The equation we use is in the form, $ax^2+bx+c= 0$. We also use the vertex form $a(x-p)^2+q$. In the textbook, it says the two parabolas need to have the same vertex, but different a values. However, I also graphed examples where the vertex is different but the a value is the same. So they only intersect once and the two graphs are parallel.

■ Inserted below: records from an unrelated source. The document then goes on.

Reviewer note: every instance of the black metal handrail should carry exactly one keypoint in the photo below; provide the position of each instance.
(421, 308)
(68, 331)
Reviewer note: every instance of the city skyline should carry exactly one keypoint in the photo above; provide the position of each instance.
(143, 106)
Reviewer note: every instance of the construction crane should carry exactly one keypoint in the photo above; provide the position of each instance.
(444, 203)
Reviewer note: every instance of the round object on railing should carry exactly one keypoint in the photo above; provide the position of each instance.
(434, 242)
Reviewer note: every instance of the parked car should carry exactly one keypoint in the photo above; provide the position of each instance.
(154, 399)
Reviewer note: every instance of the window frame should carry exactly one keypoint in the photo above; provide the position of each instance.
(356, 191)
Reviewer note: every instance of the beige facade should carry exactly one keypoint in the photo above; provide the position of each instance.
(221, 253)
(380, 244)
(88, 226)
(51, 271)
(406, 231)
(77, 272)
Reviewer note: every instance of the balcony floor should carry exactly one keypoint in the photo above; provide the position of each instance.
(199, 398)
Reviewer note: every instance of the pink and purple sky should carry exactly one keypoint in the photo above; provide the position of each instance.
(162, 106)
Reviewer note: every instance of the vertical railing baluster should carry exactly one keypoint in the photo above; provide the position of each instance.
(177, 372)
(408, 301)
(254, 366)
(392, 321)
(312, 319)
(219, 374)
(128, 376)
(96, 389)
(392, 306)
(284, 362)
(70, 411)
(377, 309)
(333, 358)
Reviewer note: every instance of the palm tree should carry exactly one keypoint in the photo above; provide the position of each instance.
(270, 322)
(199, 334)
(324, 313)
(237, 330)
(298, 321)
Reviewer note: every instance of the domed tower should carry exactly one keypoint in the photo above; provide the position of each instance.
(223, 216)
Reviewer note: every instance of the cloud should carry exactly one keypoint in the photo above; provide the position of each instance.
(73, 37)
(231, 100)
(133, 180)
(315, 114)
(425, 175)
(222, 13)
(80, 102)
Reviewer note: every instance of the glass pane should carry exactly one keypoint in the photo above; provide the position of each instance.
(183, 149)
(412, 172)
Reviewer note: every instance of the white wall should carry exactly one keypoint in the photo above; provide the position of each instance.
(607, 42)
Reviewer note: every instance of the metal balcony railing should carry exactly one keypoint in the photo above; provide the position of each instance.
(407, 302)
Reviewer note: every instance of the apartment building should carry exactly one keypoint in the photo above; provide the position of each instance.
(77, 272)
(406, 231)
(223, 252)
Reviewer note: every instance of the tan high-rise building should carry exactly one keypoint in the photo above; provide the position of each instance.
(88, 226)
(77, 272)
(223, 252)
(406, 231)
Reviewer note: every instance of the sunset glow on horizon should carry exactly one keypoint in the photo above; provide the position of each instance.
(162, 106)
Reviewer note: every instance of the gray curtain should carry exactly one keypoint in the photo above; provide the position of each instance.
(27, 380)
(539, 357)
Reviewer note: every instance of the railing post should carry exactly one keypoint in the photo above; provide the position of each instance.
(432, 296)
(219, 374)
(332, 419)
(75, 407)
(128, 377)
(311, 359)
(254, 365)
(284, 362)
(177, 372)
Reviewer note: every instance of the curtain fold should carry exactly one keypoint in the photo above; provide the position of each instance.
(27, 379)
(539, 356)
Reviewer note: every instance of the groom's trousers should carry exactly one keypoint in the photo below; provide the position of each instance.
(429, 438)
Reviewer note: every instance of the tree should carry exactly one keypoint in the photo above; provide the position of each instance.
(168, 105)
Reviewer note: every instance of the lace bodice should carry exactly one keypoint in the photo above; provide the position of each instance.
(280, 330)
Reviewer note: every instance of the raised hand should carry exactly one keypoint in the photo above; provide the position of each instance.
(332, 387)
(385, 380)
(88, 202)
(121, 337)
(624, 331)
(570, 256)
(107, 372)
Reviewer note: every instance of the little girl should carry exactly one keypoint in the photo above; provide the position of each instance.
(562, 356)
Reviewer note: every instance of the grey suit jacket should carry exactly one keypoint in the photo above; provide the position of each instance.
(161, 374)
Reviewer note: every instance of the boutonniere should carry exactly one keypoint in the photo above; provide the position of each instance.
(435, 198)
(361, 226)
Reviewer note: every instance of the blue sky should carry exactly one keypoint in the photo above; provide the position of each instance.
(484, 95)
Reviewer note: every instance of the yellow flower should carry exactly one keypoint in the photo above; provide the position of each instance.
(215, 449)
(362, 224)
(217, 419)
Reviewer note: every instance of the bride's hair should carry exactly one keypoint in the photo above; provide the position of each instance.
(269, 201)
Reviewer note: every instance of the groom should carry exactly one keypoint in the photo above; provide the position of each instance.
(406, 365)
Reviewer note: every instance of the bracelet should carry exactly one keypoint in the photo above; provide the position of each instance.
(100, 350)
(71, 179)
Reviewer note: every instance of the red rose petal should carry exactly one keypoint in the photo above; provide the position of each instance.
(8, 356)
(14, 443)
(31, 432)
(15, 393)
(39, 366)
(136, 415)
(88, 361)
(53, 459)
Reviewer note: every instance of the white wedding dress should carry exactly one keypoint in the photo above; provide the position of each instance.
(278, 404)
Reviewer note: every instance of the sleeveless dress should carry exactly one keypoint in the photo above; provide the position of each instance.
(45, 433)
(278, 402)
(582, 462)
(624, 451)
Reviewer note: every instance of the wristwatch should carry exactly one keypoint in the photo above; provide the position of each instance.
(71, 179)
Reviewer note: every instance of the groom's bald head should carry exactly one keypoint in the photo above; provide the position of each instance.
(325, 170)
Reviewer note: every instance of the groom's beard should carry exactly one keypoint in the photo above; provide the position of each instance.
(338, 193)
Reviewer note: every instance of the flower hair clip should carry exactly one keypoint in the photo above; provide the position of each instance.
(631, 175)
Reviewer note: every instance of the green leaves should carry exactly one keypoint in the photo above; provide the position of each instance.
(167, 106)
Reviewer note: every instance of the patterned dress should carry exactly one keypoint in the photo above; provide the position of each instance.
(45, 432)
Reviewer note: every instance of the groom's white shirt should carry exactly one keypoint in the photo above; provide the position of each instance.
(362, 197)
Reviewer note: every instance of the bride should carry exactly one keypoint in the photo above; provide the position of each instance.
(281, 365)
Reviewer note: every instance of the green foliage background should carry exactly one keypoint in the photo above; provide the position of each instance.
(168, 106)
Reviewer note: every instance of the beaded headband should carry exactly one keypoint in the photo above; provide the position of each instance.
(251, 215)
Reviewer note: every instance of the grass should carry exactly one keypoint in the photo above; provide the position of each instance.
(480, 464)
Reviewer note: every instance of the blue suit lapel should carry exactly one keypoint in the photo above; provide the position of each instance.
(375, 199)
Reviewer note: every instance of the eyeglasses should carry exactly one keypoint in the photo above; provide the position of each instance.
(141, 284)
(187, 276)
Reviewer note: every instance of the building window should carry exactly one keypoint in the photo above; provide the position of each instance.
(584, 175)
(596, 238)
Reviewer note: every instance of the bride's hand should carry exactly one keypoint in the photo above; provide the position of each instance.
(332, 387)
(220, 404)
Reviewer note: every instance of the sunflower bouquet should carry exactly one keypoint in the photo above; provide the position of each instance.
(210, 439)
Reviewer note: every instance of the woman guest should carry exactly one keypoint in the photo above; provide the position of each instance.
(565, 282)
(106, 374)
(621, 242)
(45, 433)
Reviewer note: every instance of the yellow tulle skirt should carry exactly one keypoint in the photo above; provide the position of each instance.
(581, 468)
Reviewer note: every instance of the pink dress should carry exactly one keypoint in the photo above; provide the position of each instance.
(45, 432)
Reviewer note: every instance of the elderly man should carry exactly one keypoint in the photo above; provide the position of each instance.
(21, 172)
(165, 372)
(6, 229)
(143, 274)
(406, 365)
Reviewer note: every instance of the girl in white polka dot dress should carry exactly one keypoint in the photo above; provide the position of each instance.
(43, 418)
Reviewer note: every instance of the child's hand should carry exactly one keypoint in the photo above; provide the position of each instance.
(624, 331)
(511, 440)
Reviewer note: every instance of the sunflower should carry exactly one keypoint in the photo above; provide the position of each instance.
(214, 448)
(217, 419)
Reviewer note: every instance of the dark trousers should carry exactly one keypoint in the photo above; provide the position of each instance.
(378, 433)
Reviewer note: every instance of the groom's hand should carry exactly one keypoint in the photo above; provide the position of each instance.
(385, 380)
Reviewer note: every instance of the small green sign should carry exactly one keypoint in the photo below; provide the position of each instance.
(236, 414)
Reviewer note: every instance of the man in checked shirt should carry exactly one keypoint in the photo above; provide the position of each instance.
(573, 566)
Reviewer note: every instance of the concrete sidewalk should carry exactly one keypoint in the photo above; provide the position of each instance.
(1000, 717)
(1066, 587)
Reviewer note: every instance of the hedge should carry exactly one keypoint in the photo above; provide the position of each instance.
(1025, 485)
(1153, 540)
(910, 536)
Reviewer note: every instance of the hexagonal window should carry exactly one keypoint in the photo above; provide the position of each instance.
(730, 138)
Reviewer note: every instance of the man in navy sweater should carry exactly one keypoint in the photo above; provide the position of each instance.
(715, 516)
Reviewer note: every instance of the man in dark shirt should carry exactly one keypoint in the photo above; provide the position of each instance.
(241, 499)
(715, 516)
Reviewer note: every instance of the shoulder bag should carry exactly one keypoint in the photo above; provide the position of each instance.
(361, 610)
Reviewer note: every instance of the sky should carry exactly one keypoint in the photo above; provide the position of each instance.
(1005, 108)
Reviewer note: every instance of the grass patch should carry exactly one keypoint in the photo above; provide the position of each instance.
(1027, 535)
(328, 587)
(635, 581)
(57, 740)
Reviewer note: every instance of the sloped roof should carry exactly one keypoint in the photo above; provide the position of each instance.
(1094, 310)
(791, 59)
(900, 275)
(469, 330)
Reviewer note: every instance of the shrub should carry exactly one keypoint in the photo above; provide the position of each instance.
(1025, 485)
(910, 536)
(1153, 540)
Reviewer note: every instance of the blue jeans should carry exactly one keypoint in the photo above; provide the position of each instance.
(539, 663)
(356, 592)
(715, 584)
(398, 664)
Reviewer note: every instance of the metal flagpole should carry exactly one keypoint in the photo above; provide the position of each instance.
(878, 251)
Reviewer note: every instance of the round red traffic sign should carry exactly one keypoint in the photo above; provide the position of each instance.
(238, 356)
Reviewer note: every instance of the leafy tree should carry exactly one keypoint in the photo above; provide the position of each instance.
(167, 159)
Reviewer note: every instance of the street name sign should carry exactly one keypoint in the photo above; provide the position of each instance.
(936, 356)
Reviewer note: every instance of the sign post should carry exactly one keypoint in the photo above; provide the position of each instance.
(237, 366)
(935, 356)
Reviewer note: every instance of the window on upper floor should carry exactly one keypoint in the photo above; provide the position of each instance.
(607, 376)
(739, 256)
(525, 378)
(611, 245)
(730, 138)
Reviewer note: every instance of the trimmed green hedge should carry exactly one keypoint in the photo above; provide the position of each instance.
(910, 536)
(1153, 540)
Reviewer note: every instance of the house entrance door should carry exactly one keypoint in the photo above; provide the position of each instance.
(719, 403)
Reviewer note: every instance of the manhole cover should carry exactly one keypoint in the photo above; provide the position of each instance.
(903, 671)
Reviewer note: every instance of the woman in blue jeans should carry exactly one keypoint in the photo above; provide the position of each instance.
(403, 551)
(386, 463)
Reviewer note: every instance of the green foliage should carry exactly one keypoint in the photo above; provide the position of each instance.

If we have have $y = f(x)$ and $y=g(x)$ [1], a solution will satisfy $f(x)-g(x)=0$, hence we need $f(x)-g(x)$ to have exactly one solution. Quadratic equations always have exactly two solutions, so either $f(x)-g(x)$ is linear, or it has a multiple root. If it's linear, it has the form $y = mx+B$ for some $m,B$ (I'm using a capital $B$ to distinguish it from the $b$ in $y = ax^+bx+x$), which means that the $a$ for $f$ and $g$ are the same, but their $b$ are different (if their $b$ are the same, $f(x)-g(x)$ would be constant, and so would have infinite solutions). If it has a multiple root, then it's of the form $y = A(x-r)^2$ for some $A,r$, which means that the $q$ and $p$ for $f(x)$ and $g(x)$ are the same.

[1] $x = y^2$ can also be considered a quadratic equation, but I'm assuming you're dealing with equations of the form $y = f(x)$.